Part 30

4.7K 454 67
                                    

Hari ini sesuai rencana Daffa menemani Rindi melakukan terapi di AMI Hospital. Hari ini Rindi terlihat cantik dengan dres berwarna putihnya, rambutnya ia ikat sebagian. Sehingga terlihat begitu cantik,

Daffa juga terlihat lebih fres dari sebelumnya, bulu bulu di sekitar rahangnyapun sudah di cukur bersih.

Ia menemani Rindi melakukan beberapa proses, mulai dari konsultasi dan di periksa kaki Rindi. Lalu dokter mengintruksikan Rindi untuk berjalan di tempat terapi dengan berpegangan ke kanan kirinya yang terdapat pegangan. Ia mulai berdiri dengan Daffa yang tak melepaskannya,

"Aku takut,"

"Ayo Rindi kamu pasti bisa," ucap Daffa menyemangatinya. "Aku disini untuk menjaga kamu kalau kamu jatuh."

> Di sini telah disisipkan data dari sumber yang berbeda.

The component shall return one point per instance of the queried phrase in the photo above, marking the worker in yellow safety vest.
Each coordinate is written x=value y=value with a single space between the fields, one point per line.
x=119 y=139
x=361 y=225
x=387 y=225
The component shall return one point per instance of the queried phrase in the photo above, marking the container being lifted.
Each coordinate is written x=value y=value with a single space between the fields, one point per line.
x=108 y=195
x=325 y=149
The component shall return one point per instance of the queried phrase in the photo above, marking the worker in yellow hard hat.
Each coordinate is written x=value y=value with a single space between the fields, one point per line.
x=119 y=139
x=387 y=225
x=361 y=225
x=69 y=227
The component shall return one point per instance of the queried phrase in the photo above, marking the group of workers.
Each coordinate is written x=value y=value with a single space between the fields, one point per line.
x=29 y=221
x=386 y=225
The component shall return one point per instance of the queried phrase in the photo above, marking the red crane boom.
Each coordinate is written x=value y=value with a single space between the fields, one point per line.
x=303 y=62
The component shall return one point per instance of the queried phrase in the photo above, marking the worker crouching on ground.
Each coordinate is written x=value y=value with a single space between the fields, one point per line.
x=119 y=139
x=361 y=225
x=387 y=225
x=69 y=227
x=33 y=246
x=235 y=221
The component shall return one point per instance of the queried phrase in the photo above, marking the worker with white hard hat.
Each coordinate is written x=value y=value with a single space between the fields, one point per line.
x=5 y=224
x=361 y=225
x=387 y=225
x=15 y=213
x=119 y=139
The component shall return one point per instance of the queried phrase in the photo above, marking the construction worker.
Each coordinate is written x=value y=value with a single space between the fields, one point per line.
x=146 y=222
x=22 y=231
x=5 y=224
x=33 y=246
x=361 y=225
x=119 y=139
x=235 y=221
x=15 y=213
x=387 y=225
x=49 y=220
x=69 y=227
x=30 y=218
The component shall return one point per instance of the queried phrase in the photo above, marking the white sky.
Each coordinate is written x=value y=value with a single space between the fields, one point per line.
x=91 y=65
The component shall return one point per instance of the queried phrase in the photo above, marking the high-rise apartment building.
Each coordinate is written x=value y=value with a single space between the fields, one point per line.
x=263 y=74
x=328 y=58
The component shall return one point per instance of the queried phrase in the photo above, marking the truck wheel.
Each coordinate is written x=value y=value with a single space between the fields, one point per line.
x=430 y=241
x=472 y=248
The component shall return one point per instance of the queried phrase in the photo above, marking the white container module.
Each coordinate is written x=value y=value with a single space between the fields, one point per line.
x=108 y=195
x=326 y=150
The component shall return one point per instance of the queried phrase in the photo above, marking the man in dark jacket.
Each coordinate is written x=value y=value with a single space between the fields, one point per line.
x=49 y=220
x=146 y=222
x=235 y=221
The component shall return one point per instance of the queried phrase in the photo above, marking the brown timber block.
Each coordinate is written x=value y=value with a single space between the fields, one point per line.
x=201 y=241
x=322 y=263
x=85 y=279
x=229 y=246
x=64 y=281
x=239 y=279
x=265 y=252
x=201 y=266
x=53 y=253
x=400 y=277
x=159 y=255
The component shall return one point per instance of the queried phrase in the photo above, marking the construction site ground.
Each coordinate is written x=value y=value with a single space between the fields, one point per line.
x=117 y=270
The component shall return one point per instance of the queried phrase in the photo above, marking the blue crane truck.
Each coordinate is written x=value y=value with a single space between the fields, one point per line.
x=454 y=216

Setelah menghela nafasnya, Rindi perlahan menggerakkan kakinya perlahan-lahan. "Ya benar, kamu pasti bisa."

Rindi terus melangkahkan kakinya perlahan, sebentar lagi sampai ke ujung.

"Kamu bisa kan," Rindi terkekeh saat ia berhasil. Ia tersenyum ke arah Daffa yang masih menampilkan senyumannya pada Rindi.

"Aww," Daffa dengan sigap menahan tubuh Rindi saat ia mulai kehilangan keseimbangannya.

Rindi menoleh ke arah Daffa hingga mata mereka beradu dan bertatapan cukup lama. Daffa maupun Rindi tak ada yang ingin memutuskan satu sama lain hingga deheman dokter menyadarkan mereka.

Daffa membantu Rindi untuk berdiri tegak dan kembali membantunya untuk berjalan perlahan.

***

Setelah melakukan terapi, Daffa membawa Rindi untuk makan siang bersama di tepi pantai karena Rindi ingin pergi ke pantai. Daffa terpaksa harus membawa bodyguard karena saat ini ia sungguh di kejar-kejar para wartawan karena kasus Ibunya itu yang terus mengatakan hal hal aneh di depan media.

Daffa terlihat santai saja menikmati makanannya, Rindi sibuk melihat handphonenya. Sejak semalam Rindi terus membaca berita tentang Daffa.

"Makanlah ini," Daffa menyuapi Rindi membuatnya menghentikan aktivitasnya memainkan handphone.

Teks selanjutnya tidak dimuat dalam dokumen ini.